Performance here is abating.  Employees believe they’re doing a good job but have no desire to improve or even think differently.  Usually leaders in this zone are the ones stressed out (usually when the CEO puts pressure on them to improve), as team members will escalate problems to their boss to solve, only work 9-5pm and lack the motivation to move beyond their task list. 

It would seem that working in a comfort zone is a great place.  But it’s where ideas go to die, people coast, problems don’t get solved and where groupthink reigns supreme.  Interestingly, trust is also low in this team because team members can’t rely on each other to do a good job (but tend to not get upset by it, unless they are young or ambitious).

4. Apathy Zone (Low Psychological Safety, Low Accountability)

 

 When leaders create low psychological safety and low accountability, you will often find that employees are in conflict.  This can be one of the riskiest teams to work in which results in employees not working too hard.  Either because they are afraid of doing the wrong thing or they are too exhausted and burnt out. 

This is the result of authoritative, emotionally volatile leaders that are closed off to their direct reports who unwittingly create a psychologically unsafe team culture.  This zone is incredibly low in trust and team cohesion.

 

Team Cohesion and Performance

 

Getting teams into the Achievement Zone requires leaders who possess the dual skill of creating a mentally healthy, supportive environment while simultaneously pushing people out of their comfort zones. It’s a delicate balance: if you focus only on cohesion, you risk a "polite but passive" culture. If you focus only on performance, you risk burnout and turnover.

The transition isn't easy.

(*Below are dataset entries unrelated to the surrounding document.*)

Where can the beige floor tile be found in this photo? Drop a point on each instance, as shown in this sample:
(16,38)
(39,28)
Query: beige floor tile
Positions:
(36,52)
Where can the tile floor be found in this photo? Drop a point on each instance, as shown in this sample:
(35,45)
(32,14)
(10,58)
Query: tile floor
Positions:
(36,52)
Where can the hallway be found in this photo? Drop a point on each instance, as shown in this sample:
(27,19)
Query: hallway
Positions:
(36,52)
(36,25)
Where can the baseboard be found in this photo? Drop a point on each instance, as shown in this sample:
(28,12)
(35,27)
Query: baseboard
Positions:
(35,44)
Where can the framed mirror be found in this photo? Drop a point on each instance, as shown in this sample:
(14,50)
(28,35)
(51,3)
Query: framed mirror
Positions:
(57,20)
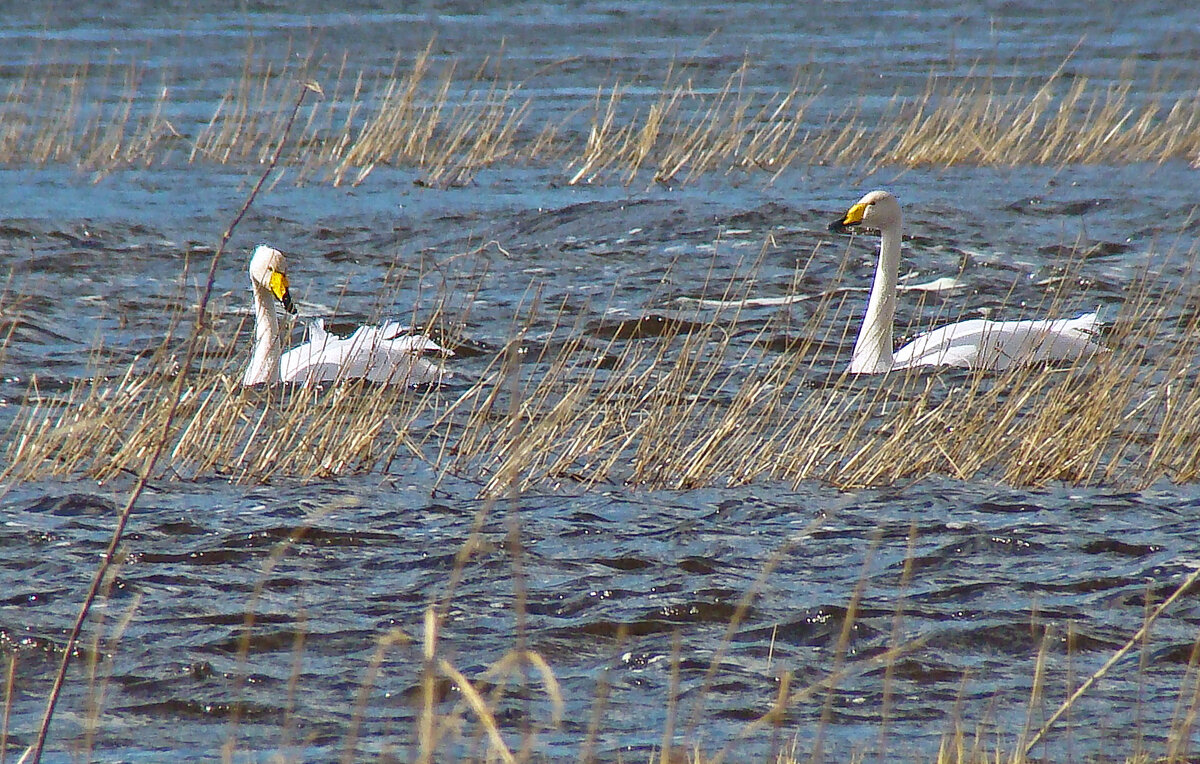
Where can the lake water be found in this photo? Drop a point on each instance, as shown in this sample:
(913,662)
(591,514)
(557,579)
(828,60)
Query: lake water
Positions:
(628,593)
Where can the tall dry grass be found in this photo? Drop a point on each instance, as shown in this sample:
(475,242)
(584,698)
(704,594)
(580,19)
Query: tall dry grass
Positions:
(679,399)
(450,120)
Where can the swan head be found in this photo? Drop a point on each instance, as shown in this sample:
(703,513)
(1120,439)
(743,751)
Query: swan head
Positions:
(879,210)
(269,272)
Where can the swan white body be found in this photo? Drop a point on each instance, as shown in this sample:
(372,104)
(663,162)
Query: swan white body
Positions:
(383,354)
(976,343)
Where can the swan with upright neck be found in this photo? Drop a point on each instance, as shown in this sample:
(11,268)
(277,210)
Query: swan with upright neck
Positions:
(385,354)
(976,343)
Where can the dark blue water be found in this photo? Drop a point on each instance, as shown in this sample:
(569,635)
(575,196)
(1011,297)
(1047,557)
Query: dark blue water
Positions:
(628,594)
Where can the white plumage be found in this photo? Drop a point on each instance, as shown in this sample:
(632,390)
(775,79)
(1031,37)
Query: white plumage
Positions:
(976,343)
(387,354)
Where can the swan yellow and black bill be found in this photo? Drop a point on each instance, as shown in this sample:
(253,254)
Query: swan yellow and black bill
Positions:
(279,284)
(853,216)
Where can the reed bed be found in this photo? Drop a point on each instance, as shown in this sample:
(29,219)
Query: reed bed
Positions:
(449,120)
(666,399)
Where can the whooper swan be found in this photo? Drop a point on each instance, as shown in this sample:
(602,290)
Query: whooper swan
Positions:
(976,343)
(383,354)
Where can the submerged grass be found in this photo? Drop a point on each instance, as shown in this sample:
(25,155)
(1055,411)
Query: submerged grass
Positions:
(450,120)
(677,399)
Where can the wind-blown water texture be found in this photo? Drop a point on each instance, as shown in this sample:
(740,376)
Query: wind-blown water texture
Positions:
(997,575)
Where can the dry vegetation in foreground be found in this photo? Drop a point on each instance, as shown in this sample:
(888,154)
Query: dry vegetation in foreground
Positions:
(451,715)
(675,402)
(449,125)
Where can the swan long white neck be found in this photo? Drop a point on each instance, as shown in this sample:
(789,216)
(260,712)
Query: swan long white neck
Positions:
(264,364)
(873,349)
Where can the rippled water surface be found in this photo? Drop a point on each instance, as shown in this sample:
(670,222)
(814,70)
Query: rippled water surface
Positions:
(628,594)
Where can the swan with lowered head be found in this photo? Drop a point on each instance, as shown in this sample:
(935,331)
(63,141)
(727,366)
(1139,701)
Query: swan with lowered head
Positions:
(976,343)
(383,354)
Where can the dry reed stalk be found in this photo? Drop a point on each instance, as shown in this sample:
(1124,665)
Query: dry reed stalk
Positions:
(449,126)
(700,402)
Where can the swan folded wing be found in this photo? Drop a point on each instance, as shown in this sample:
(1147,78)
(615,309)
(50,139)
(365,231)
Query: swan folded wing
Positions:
(372,353)
(999,346)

It requires leaders to consciously evolve, prioritising their interpersonal and intrapersonal skills and allowing their own technical skills to take a backseat. By stepping back from being the "expert," a leader allows others to shine. This transition is built on a foundation of self-awareness and trust—creating a space where employees trust the leader to do the right thing and, crucially, trust each other to deliver.


Final Thoughts: The Shift to Shared Responsibility

 

In the end, great leadership isn't about choosing between being "kind" or being "tough." It’s about being clear.

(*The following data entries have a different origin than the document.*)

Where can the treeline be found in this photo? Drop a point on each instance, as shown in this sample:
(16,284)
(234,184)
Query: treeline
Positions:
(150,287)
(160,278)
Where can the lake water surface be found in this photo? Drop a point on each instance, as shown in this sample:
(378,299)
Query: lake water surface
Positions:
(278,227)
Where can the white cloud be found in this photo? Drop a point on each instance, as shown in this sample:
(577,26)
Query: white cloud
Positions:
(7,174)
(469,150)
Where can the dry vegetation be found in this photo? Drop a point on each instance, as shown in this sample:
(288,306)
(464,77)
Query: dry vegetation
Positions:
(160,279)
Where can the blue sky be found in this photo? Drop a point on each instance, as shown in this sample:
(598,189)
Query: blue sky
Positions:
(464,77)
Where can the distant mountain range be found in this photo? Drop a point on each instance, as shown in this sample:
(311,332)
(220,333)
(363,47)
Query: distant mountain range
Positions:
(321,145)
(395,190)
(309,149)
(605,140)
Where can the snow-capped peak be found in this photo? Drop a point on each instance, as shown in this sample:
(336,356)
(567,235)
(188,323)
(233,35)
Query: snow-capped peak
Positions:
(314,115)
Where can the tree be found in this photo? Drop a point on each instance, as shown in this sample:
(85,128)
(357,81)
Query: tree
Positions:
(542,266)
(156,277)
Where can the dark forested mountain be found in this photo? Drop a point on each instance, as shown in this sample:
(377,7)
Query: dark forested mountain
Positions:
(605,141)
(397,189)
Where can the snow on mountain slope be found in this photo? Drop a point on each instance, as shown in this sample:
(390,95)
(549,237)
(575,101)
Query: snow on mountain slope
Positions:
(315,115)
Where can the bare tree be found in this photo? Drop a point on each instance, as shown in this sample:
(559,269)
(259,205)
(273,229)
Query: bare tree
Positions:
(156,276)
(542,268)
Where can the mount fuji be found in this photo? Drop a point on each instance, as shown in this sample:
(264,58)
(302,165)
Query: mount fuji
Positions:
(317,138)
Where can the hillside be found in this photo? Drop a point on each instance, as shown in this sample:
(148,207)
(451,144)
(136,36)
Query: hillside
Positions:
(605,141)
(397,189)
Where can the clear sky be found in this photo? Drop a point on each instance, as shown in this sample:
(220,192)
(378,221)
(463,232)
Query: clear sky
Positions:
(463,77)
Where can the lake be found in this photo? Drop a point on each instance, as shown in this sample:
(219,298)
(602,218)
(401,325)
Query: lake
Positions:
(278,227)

I choose to focus on accountability rather than just "high standards" because standards can often feel like a static bar set by a boss. Accountability, however, is active and inclusive. It implies a shared ownership where every team member is responsible for the outcome. When you combine this collective responsibility with psychological safety, you create a culture where people don’t just "follow rules"—they take pride in their contribution.

When you are clear that you have your team’s back (Safety) and clear that everyone owns the result (Accountability), you move beyond mere management. You create a culture where high performance is no longer a demand, but a natural byproduct of a trusted, connected team.